Ablation Study: LK-direct vs LK-hybrid¶

Training Phase	KL	LK-direct	LK-hybrid
Early (random init)	\(\tau=2.10\) Stable	\(\tau=1.85\) Slow	\(\tau=2.12\) Stable
Late (well-trained)	\(\tau=2.85\)	\(\tau=3.10\)	\(\tau=3.13\)

LK-direct converges slowly early on; LK-hybrid achieves both early stability and late refinement.

Key Findings¶

KL is indeed sub-optimal for small-capacity drafts: The 8-10% gain is stable across scales and domains.
Larger \(K\) benefits more: Acceptance length \(\tau\) widens the gap for \(K \geq 4\) as sequential acceptance probabilities compound.
Trust-region hybrid is the robust choice: It solves the cold-start problem of direct optimization.
Plug-and-play: Requires changing only one line of code with no extra overhead.

Highlights & Insights¶

Identified target-proxy misalignment: KL's mass-covering property wastes limited capacity in small models. This perspective is applicable to any Knowledge Distillation (KD) task.
Trust-region design philosophy: Using a stable surrogate before switching to the true objective is a general template for scenarios with sparse target gradients.
Theoretical support via gradient analysis: The paper quantifies why KL acts as a smooth proxy and why TV requires specialized handling.
Verification at 685B scale: Improvements on frontier models like DeepSeek-V3 prove the method's scalability.

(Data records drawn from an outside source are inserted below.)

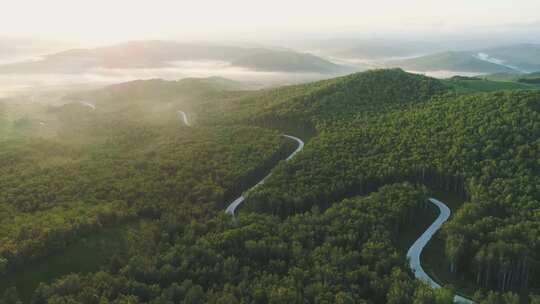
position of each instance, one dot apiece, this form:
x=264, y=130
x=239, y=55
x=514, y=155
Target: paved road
x=232, y=207
x=413, y=255
x=184, y=117
x=88, y=104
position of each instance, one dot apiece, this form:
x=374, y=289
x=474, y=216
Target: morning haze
x=270, y=152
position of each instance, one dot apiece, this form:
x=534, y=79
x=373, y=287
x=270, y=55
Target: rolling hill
x=164, y=54
x=508, y=59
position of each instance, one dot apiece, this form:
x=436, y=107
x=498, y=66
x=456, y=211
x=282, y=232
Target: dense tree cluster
x=55, y=190
x=484, y=147
x=130, y=158
x=345, y=254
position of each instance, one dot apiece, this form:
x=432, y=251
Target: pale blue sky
x=205, y=19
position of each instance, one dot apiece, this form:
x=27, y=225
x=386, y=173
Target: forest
x=326, y=227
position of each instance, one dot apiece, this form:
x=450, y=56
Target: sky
x=115, y=20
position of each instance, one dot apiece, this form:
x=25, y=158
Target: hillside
x=512, y=59
x=450, y=61
x=165, y=54
x=332, y=225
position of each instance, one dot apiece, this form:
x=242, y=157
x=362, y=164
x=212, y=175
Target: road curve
x=413, y=255
x=184, y=117
x=232, y=206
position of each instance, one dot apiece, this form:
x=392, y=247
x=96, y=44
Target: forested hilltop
x=330, y=226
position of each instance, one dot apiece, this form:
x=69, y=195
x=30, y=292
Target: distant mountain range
x=164, y=54
x=520, y=58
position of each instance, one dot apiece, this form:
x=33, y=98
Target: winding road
x=413, y=255
x=232, y=206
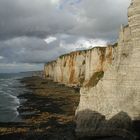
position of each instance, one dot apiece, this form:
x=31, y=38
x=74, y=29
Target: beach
x=48, y=112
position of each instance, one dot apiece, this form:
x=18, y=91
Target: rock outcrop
x=110, y=82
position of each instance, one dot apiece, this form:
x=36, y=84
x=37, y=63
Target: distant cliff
x=110, y=82
x=77, y=68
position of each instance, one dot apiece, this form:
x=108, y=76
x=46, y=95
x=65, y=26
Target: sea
x=10, y=89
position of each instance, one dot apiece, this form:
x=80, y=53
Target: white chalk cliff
x=109, y=78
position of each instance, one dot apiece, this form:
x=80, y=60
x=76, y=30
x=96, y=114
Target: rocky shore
x=48, y=112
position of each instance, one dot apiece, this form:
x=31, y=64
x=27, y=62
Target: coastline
x=48, y=112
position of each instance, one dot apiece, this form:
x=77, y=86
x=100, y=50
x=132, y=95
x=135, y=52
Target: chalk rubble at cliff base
x=109, y=78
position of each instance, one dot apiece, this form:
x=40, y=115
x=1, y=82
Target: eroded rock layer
x=110, y=82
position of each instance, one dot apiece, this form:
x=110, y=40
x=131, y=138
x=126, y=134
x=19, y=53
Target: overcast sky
x=33, y=32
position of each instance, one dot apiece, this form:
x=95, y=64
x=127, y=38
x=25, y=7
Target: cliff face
x=110, y=82
x=77, y=68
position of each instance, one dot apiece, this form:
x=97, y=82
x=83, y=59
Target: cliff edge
x=109, y=78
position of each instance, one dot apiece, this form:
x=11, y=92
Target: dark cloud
x=24, y=24
x=41, y=18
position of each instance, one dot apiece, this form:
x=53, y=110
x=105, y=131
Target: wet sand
x=47, y=114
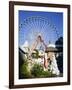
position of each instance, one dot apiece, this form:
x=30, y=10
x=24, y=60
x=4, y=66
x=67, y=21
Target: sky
x=33, y=23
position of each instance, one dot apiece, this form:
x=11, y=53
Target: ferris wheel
x=36, y=25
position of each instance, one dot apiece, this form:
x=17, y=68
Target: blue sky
x=48, y=24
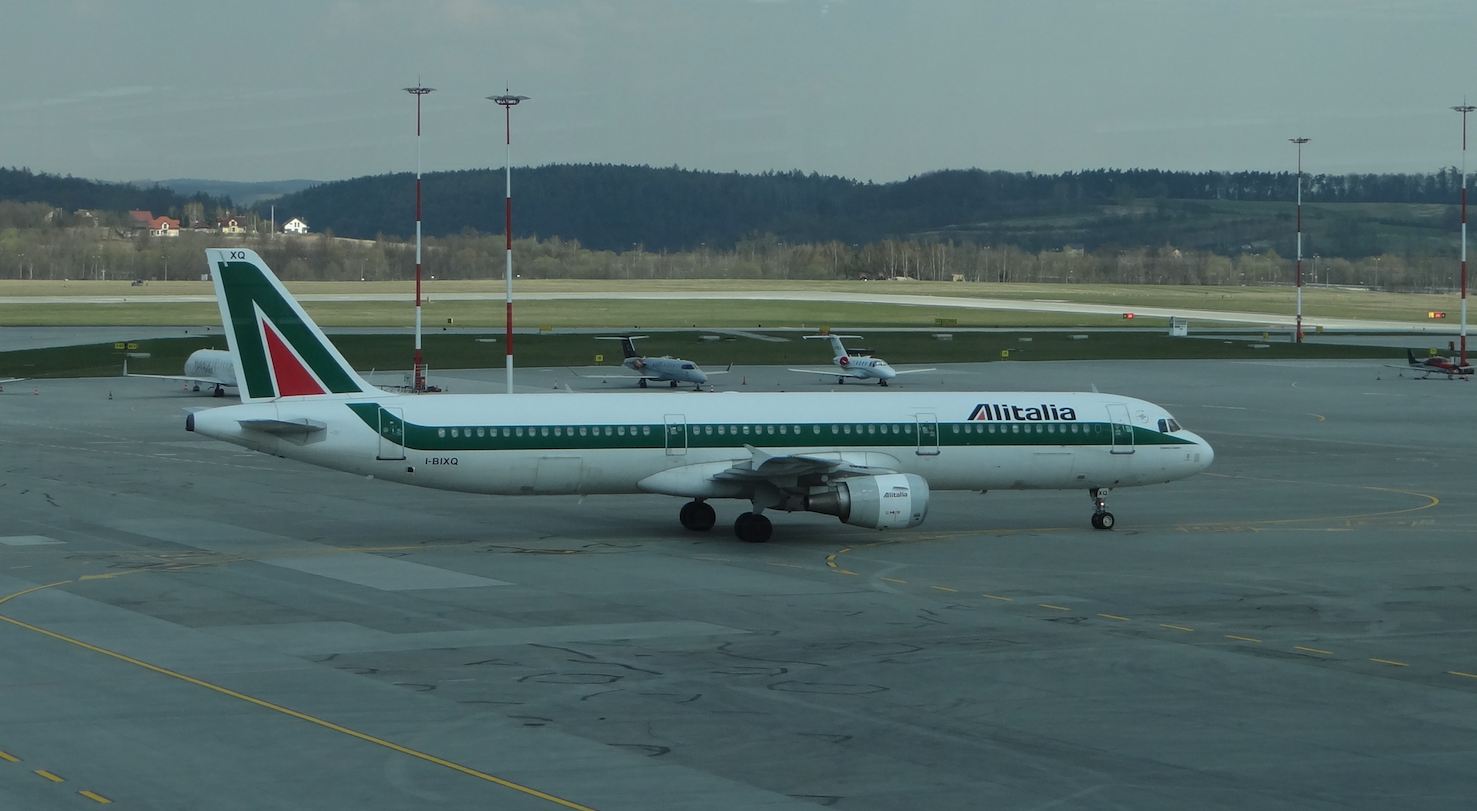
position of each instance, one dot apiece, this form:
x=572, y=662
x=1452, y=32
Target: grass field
x=618, y=313
x=463, y=350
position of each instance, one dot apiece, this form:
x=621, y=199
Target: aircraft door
x=392, y=435
x=675, y=435
x=928, y=435
x=1120, y=427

Limitations & Future Work¶

The \(w(t)\) switch schedule is manual; adaptive versions based on relative losses might be more robust.
Effectiveness on pre-trained standalone drafts (where TV was previously reported as weak) requires further validation.
End-to-end inference speedup was not reported in detail; this depends on the actual cost of verifier steps.
Future work could explore maximizing end-to-end throughput directly.

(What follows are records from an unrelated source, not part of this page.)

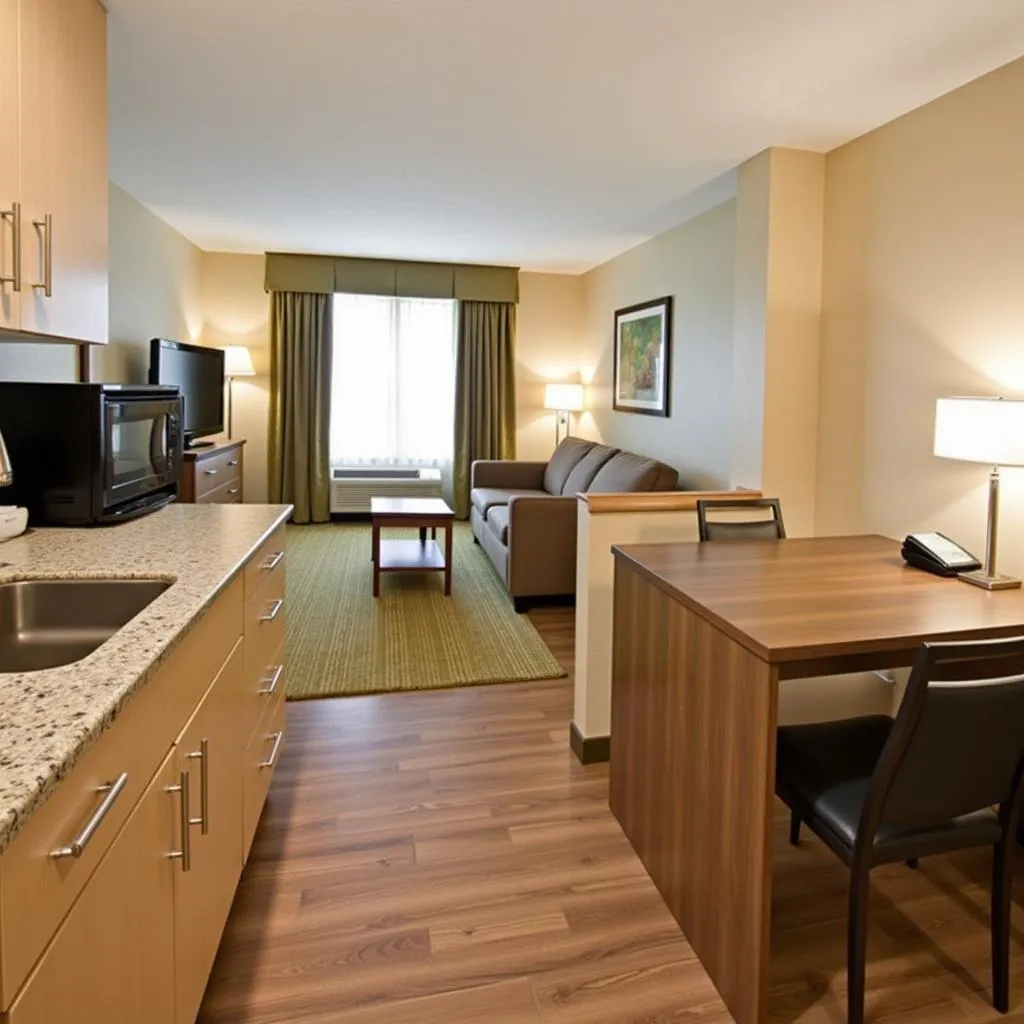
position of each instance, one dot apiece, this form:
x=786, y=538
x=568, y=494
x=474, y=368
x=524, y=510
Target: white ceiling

vs DistillSpec: DistillSpec explored TV in pre-trained external drafts with mixed results; this paper demonstrates stability in native draft modules trained from scratch.
vs MEDUSA/EAGLE/MTP: These use KL; this paper provides a simple upgrade path for all existing speculative decoding systems.
Insight: In KD, KL is not always optimal. One must consider which mathematical quantity corresponds to the evaluation metric.

Rating¶

Novelty: ⭐⭐⭐⭐ LK-direct exists conceptually, but the native vs. pre-trained clarification and LK-hybrid are new.
Experimental Thoroughness: ⭐⭐⭐⭐⭐ Extensive results across 4 architectures, 6 models, and 3 domains.
Writing Quality: ⭐⭐⭐⭐⭐ Clear mathematical derivations and intuitive toy examples.
Value: ⭐⭐⭐⭐⭐ Speculative decoding is critical for LLM acceleration; this is a plug-and-play gain.